The model is a new one—and it must navigate a provincial planning process that prefers concepts it knows and understands. For this reason the working group, consisting of Stansfield, Dr. Greg Higgins, Wendy Parker, Dr. Iris Noland and QHCs finance chief Bill Andrews, has had to prepare a thorough and detailed proposal. It has also had to prove that this model will be meaningful decades from now.
“It is a unique model,” said Stansfield, “so we have to be very clear from a clinical services perspective—for that is what is driving the innovation— we must ensure that the model will be flexible, for it has to endure for five, 10, 15 years and beyond.”
But neither is it entirely a shot in the dark. QHC has been working with the Ministry for many months now. The Minister, Deb Matthews, has taken a personal interest in the project—recognizing the potential role this model might play in other rural communities.
Stansfield and her group met with ministry officials as recently as a week ago to answer questions and get feedback from the bureaucrats who will ultimately decide if this project proceeds.
She explains that while their participation at this stage can by no means be construed as a guarantee, the Ministry would conversely not have allowed this proposal to proceed to this stage if there was no chance of success.
“This is a model they have not seen before,” explained Stansfield. “They are not very comfortable with it yet but they are intrigued. They need to understand it clearly—both from a clinical and a cost perspective.

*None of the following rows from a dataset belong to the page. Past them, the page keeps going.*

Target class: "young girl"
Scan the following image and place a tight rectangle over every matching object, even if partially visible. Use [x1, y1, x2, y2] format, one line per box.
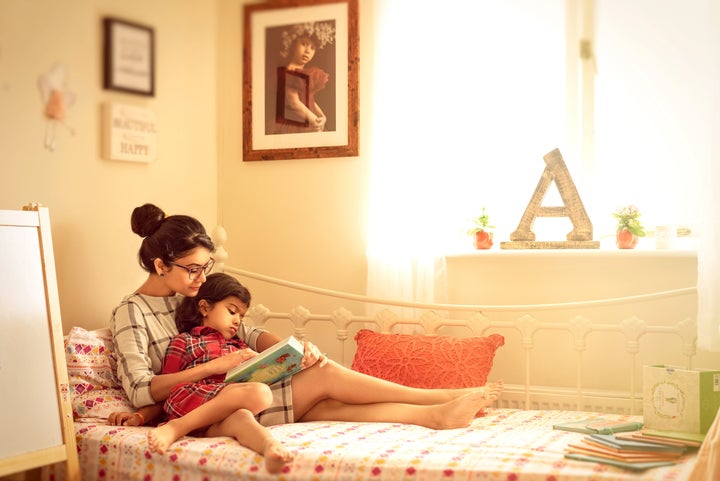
[148, 274, 293, 473]
[274, 22, 335, 133]
[108, 204, 503, 460]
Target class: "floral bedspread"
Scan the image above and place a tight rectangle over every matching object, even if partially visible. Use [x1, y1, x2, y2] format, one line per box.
[46, 409, 695, 481]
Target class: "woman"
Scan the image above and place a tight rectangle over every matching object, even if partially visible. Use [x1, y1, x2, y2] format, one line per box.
[109, 204, 502, 436]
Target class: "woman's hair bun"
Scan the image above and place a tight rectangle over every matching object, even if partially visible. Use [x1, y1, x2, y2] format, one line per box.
[130, 204, 165, 237]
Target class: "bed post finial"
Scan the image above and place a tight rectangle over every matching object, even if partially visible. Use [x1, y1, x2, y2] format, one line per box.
[212, 225, 228, 272]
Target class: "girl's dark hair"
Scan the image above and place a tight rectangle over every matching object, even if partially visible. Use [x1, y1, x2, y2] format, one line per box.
[175, 272, 252, 332]
[130, 204, 215, 273]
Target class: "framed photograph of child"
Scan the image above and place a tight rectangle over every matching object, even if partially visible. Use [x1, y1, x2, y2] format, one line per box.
[242, 0, 360, 161]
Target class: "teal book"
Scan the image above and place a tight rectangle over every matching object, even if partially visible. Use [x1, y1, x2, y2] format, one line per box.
[225, 336, 305, 384]
[586, 434, 685, 454]
[553, 418, 643, 434]
[565, 453, 675, 471]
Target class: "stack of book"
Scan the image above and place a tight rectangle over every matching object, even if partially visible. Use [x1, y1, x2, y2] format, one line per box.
[618, 429, 705, 449]
[553, 418, 643, 434]
[565, 433, 687, 471]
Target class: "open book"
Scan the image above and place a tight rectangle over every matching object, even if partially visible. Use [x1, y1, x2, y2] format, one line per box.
[225, 336, 305, 384]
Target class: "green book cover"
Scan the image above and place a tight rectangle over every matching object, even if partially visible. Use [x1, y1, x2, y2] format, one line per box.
[553, 418, 643, 434]
[643, 429, 705, 443]
[565, 453, 675, 471]
[225, 336, 305, 384]
[588, 434, 685, 453]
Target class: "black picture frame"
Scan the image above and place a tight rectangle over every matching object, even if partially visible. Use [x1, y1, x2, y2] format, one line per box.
[103, 17, 155, 97]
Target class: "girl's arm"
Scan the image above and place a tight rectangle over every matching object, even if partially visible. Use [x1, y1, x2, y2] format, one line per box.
[150, 335, 255, 400]
[111, 302, 242, 407]
[108, 403, 163, 426]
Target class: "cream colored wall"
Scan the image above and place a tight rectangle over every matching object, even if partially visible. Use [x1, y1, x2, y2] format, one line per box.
[0, 0, 218, 331]
[218, 0, 372, 309]
[0, 0, 720, 382]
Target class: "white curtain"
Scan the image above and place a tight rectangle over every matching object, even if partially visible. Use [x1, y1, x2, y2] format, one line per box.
[367, 0, 565, 312]
[698, 2, 720, 348]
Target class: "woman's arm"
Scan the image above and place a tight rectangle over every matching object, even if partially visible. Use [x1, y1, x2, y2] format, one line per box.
[111, 302, 222, 408]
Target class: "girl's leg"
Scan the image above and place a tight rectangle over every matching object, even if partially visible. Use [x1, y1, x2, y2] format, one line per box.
[148, 382, 272, 454]
[299, 391, 492, 429]
[292, 361, 502, 419]
[207, 409, 294, 474]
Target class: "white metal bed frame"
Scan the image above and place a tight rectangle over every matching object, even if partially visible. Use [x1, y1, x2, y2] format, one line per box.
[213, 227, 697, 414]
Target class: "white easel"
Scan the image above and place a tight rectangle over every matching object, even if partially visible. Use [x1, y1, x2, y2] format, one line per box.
[0, 205, 80, 481]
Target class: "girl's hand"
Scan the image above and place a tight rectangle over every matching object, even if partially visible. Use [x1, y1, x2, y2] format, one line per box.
[300, 341, 328, 369]
[108, 412, 145, 426]
[205, 348, 257, 374]
[312, 115, 327, 132]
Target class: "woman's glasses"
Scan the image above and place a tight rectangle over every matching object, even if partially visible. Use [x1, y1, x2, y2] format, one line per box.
[170, 258, 215, 281]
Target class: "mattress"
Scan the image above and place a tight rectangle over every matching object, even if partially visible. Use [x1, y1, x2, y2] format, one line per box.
[49, 409, 695, 481]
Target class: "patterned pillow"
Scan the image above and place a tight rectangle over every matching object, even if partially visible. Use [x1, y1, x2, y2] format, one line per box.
[352, 329, 505, 388]
[65, 327, 134, 419]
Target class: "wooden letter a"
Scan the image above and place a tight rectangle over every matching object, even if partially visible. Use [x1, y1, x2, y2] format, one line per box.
[501, 149, 599, 249]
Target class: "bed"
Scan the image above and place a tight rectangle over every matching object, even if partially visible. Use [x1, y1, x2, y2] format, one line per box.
[43, 227, 708, 481]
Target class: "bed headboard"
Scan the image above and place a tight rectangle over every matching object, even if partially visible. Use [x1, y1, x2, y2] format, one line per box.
[0, 206, 80, 480]
[213, 228, 704, 414]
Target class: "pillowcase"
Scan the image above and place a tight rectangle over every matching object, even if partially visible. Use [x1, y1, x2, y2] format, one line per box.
[65, 327, 135, 419]
[351, 329, 505, 389]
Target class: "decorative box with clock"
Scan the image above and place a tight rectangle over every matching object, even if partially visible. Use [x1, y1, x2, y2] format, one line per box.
[643, 365, 720, 434]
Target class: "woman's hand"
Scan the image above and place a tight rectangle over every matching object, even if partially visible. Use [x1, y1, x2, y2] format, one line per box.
[300, 341, 328, 369]
[205, 348, 257, 374]
[108, 412, 145, 426]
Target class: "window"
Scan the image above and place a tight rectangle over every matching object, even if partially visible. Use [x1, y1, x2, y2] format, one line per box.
[368, 0, 713, 255]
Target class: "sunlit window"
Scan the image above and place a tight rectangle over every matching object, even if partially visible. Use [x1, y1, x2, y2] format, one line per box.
[368, 0, 712, 255]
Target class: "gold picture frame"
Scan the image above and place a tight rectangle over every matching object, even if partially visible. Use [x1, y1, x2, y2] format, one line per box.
[242, 0, 360, 161]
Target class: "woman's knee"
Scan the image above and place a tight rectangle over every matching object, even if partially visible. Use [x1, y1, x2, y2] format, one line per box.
[223, 382, 273, 413]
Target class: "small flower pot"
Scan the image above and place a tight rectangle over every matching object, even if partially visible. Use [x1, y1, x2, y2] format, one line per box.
[615, 229, 638, 249]
[473, 230, 492, 249]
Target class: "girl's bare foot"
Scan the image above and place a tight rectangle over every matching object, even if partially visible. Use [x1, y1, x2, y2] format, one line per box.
[148, 421, 182, 454]
[263, 442, 295, 474]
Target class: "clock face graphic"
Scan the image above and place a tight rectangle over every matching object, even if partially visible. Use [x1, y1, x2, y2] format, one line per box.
[651, 382, 685, 418]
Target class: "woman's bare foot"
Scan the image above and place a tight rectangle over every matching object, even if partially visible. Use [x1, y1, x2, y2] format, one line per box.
[428, 388, 492, 429]
[148, 421, 183, 454]
[263, 442, 295, 474]
[482, 379, 505, 404]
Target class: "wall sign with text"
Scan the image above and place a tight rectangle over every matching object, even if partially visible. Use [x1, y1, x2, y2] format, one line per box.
[103, 18, 155, 96]
[105, 103, 157, 162]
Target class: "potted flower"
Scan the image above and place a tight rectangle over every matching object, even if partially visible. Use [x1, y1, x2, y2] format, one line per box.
[467, 207, 495, 249]
[613, 204, 645, 249]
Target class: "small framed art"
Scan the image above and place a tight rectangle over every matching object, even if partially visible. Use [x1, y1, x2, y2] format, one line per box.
[242, 0, 359, 161]
[103, 17, 155, 96]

We have answers for these questions but it is a matter of presenting it clearly and completely.
“Even though the capital branch is still working through the concept they are serious about it—and we view that as a very good sign.”
Once the proposal form is in the hands of the LHIN and Ministry officials, the County and QHC must wait for feedback. This could take weeks but more likely months. Armed with this feedback, the working group will then prepare its formal business submission.
Mayor Peter Mertens offered his continued support for the project and his appreciation to the team doing the work to bring the proposal to this stage.
“My congratulations to Katherine Stansfield and her team at QHC and the doctors in Prince Edward County and everyone who has put such an enormous amount of work into this plan and the results they’ve achieved to this point,” said Mertens. “It is a very positive development for Prince Edward County and begins to solidify our long-term needs.
“It is not an exaggeration to say a lot of eyes are watching this plan develop—because many believe it can and should be a model for many parts of Ontario.”